- French: Errance sans retour
- Directed by: Mélanie Carrier Olivier Higgins
- Written by: Mélanie Carrier Olivier Higgins Kala Miya
- Produced by: Mélanie Carrier Olivier Higgins
- Narrated by: Mohammed Shofi
- Cinematography: Renaud Philippe
- Edited by: Olivier Higgins Amélie Labrèche
- Music by: Martin Dumais
- Production company: MÖ Films
- Distributed by: Spira
- Release date: September 19, 2020 (FCVQ);
- Running time: 87 minutes
- Country: Canada
- Language: French

= Wandering: A Rohingya Story =

2020 Canadian film directed by Mélanie Carrier and Olivier Higgins

Wandering: A Rohingya Story (Errance sans retour, lit. "Wandering Without Return") is a Canadian documentary film, directed by Mélanie Carrier and Olivier Higgins and released in 2020. The film is a portrait of the Kutupalong refugee camp in Bangladesh, which houses a large number of refugees from the Rohingya conflict in Myanmar.
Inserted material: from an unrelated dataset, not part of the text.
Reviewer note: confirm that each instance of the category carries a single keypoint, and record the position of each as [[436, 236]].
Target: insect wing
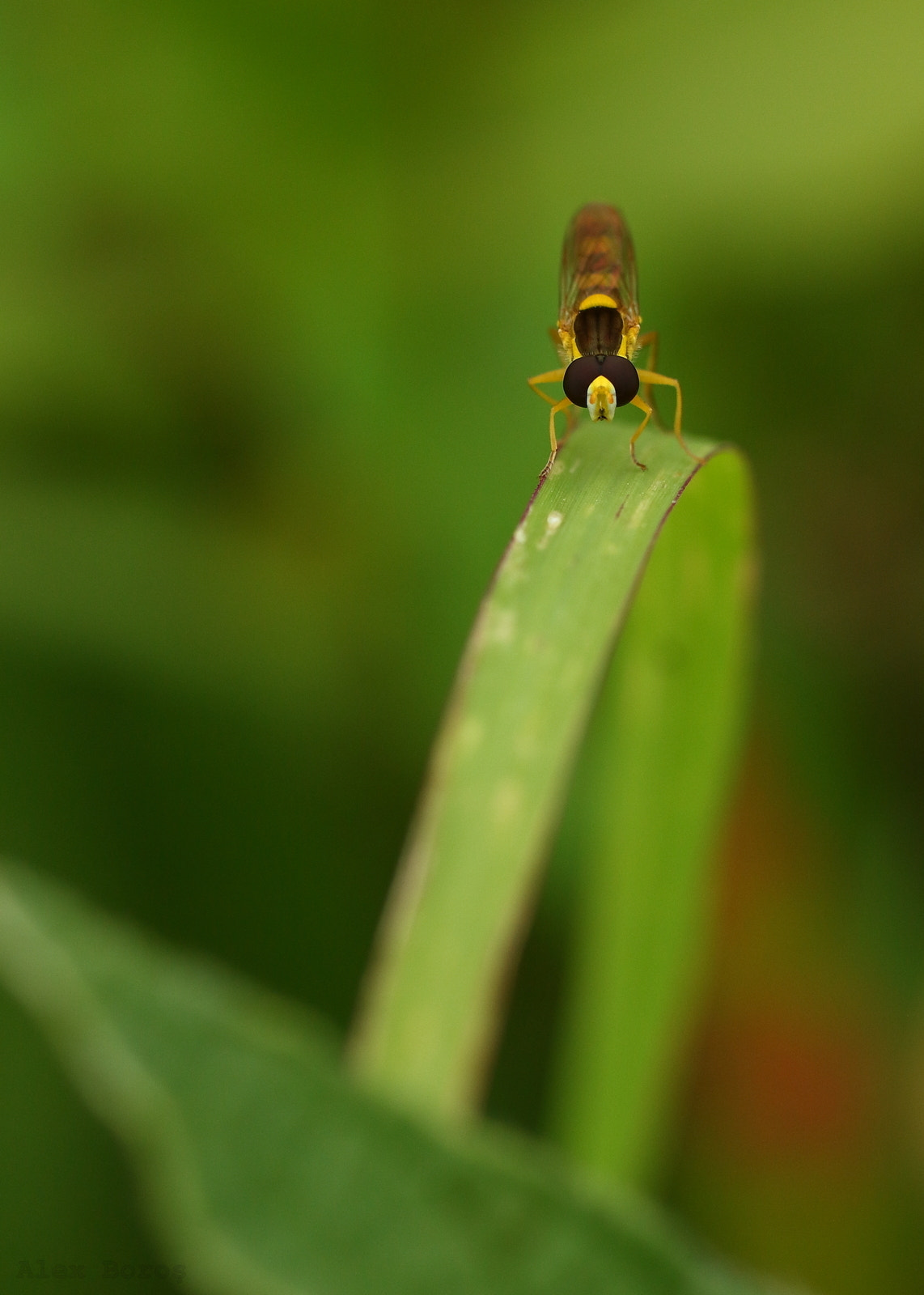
[[598, 257]]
Portions of the film were screened in January 2020 as part of Errance sans retour, a multimedia exhibition on the Rohingya crisis at Quebec City's Musée national des beaux-arts du Québec in early 2020, alongside photography by Renaud Philippe. The full film had its premiere at the Quebec City Film Festival on September 19, 2020.

==Awards==
The film won the Public Prize at FCVQ, and the award for Best Documentary at the Festival international du cinéma francophone en Acadie.
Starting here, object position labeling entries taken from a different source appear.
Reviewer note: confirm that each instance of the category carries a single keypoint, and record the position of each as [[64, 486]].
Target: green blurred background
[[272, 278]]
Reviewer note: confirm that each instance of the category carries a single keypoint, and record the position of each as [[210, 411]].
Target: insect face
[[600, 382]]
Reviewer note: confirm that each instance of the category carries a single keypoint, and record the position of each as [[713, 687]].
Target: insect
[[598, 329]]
The Musée des beaux-arts exhibition was named the winner of the Société des musées du Québec's Prix Télé-Québec - Coup de coeur du jury award for museum shows.

The film won the Canadian Screen Award for Best Feature Length Documentary at the 9th Canadian Screen Awards in 2021, and was nominated for Best Cinematography in a Documentary (Philippe, Higgins). It also received five Prix Iris nominations at the 23rd Quebec Cinema Awards, for Best Documentary, Best Cinematography in a Documentary (Philippe, Higgins), Best Editing in a Documentary (Higgins, Amélie Labrèche), Best Original Music in a Documentary (Martin Dumais) and Best Sound in a Documentary (Higgins, Pierre-Jules Audet, Luc Boudrias, Kala Miya).